‘The First Floor Spider’, ‘The Problem With Asking For Help’ & ‘Resentments’
The First Floor Spider
The frigid wind blew hard that November night
My bare feet chilled by the pearl ceramic floor
The TV sung loud, the shower water was hot
When in the corner of my eye, I spot it
A small black spider making his way to the door
My first thought was to pity how he got there
The far cry my hotel room was from his home
That I couldn’t kill him simply for being
My shower could wait until he’s back outside
Back to where he belongs, back to where he can roam
I grabbed a tissue and coaxed him to get on
He scurried away at first but soon crawled up
As I gingerly held it, he scaled the sides
Did he worry that he was going to die?
Had he done this before, been inside someone’s cup?

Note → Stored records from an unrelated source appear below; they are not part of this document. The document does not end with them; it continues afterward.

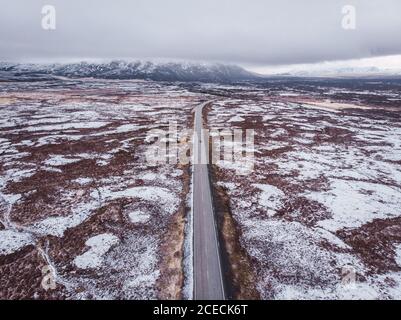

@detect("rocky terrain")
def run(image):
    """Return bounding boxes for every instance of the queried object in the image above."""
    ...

[0,81,203,299]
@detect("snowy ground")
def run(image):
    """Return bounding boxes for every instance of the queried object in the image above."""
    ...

[0,80,199,299]
[208,85,401,299]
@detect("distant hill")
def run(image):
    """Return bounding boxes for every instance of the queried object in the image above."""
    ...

[0,61,259,82]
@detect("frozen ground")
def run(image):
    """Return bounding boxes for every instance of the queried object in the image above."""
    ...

[0,80,199,299]
[208,84,401,299]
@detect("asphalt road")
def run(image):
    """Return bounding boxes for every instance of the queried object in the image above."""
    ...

[192,102,225,300]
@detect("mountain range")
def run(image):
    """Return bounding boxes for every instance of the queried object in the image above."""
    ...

[0,61,259,82]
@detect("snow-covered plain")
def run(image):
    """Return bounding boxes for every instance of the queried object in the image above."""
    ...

[208,89,401,299]
[0,80,200,299]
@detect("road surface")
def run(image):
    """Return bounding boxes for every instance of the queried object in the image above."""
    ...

[192,102,225,300]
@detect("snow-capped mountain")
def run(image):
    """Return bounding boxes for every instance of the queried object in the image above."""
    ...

[278,66,401,78]
[0,61,258,82]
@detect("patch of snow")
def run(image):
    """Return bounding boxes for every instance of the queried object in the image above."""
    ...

[44,155,81,167]
[128,210,150,223]
[253,184,284,215]
[0,230,34,255]
[74,233,120,269]
[307,179,401,232]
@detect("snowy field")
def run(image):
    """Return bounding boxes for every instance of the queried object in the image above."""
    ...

[208,86,401,299]
[0,80,199,299]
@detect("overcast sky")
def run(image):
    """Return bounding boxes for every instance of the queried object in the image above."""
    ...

[0,0,401,67]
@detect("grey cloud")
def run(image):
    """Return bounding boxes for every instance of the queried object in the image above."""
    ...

[0,0,401,65]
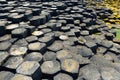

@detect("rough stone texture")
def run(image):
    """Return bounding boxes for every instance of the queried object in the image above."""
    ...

[0,41,12,51]
[0,71,14,80]
[4,57,23,69]
[10,45,27,56]
[41,61,60,74]
[54,73,73,80]
[0,0,120,80]
[11,74,33,80]
[61,59,79,73]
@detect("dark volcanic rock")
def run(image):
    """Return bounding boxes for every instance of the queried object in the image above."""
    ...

[0,71,14,80]
[41,61,60,75]
[0,41,12,51]
[17,61,41,80]
[54,73,73,80]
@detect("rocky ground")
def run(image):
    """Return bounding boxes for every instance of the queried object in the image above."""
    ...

[0,0,120,80]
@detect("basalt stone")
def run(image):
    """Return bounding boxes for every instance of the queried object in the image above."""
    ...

[0,41,12,51]
[63,40,74,47]
[85,41,97,53]
[8,38,18,43]
[47,23,56,31]
[25,10,33,21]
[79,46,94,57]
[3,57,23,69]
[25,36,38,43]
[54,31,64,39]
[0,24,5,36]
[11,28,27,38]
[90,55,113,68]
[48,41,63,52]
[80,30,89,36]
[11,74,33,80]
[65,31,75,37]
[56,50,72,60]
[104,52,119,62]
[39,14,47,25]
[41,61,60,75]
[74,20,80,26]
[44,32,55,38]
[14,38,28,47]
[10,14,24,23]
[76,36,86,45]
[41,28,52,33]
[79,64,101,80]
[58,20,67,26]
[80,23,86,29]
[25,25,35,35]
[61,59,79,74]
[0,71,14,80]
[32,8,41,16]
[30,16,40,26]
[17,61,41,80]
[24,52,43,62]
[9,45,28,56]
[54,73,73,80]
[100,67,120,80]
[61,26,70,32]
[39,36,54,46]
[28,42,46,53]
[73,54,90,65]
[0,51,9,65]
[38,25,47,30]
[5,24,19,33]
[43,51,56,61]
[0,34,11,42]
[42,11,51,21]
[59,35,69,41]
[32,31,44,37]
[105,33,115,40]
[99,40,113,49]
[71,28,81,37]
[96,47,107,54]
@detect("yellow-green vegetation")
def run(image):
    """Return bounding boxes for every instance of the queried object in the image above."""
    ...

[88,0,120,40]
[103,0,120,24]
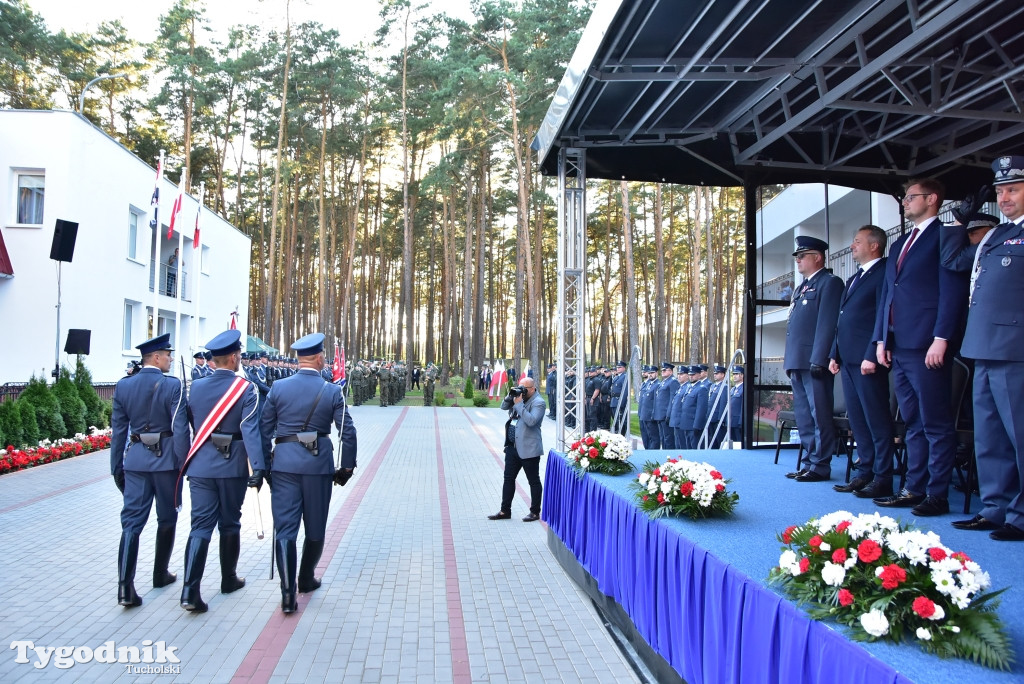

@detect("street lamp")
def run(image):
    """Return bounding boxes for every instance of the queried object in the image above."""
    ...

[78,74,128,114]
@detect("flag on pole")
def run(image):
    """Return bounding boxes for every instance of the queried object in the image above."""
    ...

[333,346,347,387]
[167,174,185,240]
[150,162,164,230]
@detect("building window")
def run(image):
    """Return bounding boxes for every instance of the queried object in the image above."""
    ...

[128,211,138,259]
[17,173,46,225]
[121,301,135,350]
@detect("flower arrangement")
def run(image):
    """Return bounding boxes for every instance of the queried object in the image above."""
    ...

[769,511,1013,670]
[0,428,111,474]
[565,430,633,477]
[630,459,739,520]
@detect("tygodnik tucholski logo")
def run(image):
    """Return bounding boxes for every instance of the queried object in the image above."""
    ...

[10,639,181,675]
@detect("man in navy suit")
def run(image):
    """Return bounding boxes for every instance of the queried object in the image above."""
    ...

[783,236,843,482]
[873,178,967,516]
[111,333,189,608]
[181,330,265,612]
[260,333,356,613]
[828,225,893,499]
[942,155,1024,542]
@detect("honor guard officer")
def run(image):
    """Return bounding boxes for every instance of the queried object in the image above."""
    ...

[111,333,188,607]
[261,333,356,613]
[181,330,265,612]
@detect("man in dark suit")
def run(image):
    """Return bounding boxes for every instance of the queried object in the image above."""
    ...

[873,178,967,516]
[828,225,893,499]
[111,333,189,608]
[260,333,356,613]
[179,330,264,612]
[783,236,843,482]
[942,155,1024,542]
[654,361,679,448]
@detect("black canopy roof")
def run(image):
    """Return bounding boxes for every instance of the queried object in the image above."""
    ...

[535,0,1024,193]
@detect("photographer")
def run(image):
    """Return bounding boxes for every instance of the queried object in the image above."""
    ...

[487,378,546,522]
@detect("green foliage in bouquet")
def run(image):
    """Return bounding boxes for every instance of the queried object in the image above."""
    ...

[769,511,1014,670]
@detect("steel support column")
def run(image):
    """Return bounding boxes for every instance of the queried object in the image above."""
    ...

[555,147,587,452]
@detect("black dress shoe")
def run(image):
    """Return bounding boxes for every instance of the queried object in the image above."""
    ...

[872,489,926,508]
[949,515,1002,530]
[988,522,1024,542]
[793,470,828,482]
[910,497,949,518]
[833,477,871,494]
[853,480,893,499]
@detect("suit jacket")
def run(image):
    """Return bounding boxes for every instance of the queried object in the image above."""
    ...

[872,219,968,353]
[502,391,548,459]
[783,268,843,371]
[187,369,264,477]
[111,366,190,475]
[260,369,356,475]
[942,223,1024,361]
[830,257,887,366]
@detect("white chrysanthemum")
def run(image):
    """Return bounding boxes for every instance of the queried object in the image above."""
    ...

[860,610,889,637]
[821,561,846,587]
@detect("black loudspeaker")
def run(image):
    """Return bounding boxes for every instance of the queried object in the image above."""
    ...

[50,218,78,263]
[65,328,92,355]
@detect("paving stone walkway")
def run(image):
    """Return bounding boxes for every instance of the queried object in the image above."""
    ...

[0,405,637,683]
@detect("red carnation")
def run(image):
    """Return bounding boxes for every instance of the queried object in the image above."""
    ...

[879,563,906,590]
[913,596,935,619]
[857,540,882,563]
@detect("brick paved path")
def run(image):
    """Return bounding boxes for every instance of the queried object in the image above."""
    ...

[0,405,636,683]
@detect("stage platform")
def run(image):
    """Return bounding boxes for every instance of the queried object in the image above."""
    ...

[542,451,1024,684]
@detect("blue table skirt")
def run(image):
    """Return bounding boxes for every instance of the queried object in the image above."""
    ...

[542,451,910,684]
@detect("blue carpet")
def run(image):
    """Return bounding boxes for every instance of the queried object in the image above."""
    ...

[588,450,1024,684]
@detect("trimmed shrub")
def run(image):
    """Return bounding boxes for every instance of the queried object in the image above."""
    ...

[18,374,68,439]
[75,356,110,428]
[50,366,87,437]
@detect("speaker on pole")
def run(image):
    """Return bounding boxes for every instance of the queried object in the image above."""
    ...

I opened the hallway door and shook him off
And onto the whimsical carpet he fell
But what if someone else walks down that hallway
And crushes him unknowingly as he sits
For far too long I thought, for far too long I dwelled
The Problem With Asking For Help
I know you so often worry about me
It casts a grey shadow
Across your face
It’s been getting tougher
The water getting deep
At night, it’s so hot
I can hardly sleep
Every apartment I tour turns me down
They all seem to want
Six figures, at least
But I make too much
To get Section 8
So, in my sedan
I will continue to sleep
“Is there anything I can do to help you?”
Nothing that I haven’t
Already tried
No Gram, I haven’t yet
Hemmed those beige pants
I’m a bit distracted
A bit preoccupied
Yes, I have recently talked with dad
He just called to ask
For money for dabs
Of course I said no
I can’t do that right now
She said “that is upsetting
I hope you figure it out”
He said that since I’m a big girl now
I will make it through
By changing point of view
To be dry-eyed
In this time of stress
I should try to reframe
This all as a test
I say I understand
You’re unable to help
Then in the same breath he asks
“How is your mental health?
Resentments
The midnight comes, the silence breathes
I felt the stinging winter wind
I took a moment for myself
Then, there I was
Entranced by my memories
I laid to rest underneath trees
The hops soured my hot breath
Then, I disappeared
Begrudgingly accompanied
By the words of enemies
The daytime breaks, the moon concedes
The air hung still and smelling sweet
I took a moment for myself
Then, there I was
Grieving with my memories
The sun is sharp, my mind’s edge dull
For now, that stale feeling recedes
But those thoughts never truly leave
I took a minute to myself
Then, I was gone
Swallowed by my memories
Maura Aradia Furtado, a New Jersey native, became enamored with poetry at a very young age and hasn’t slowed down since. She is a new writer with no prior publication history, but her passion and dedication to the art is unwavering.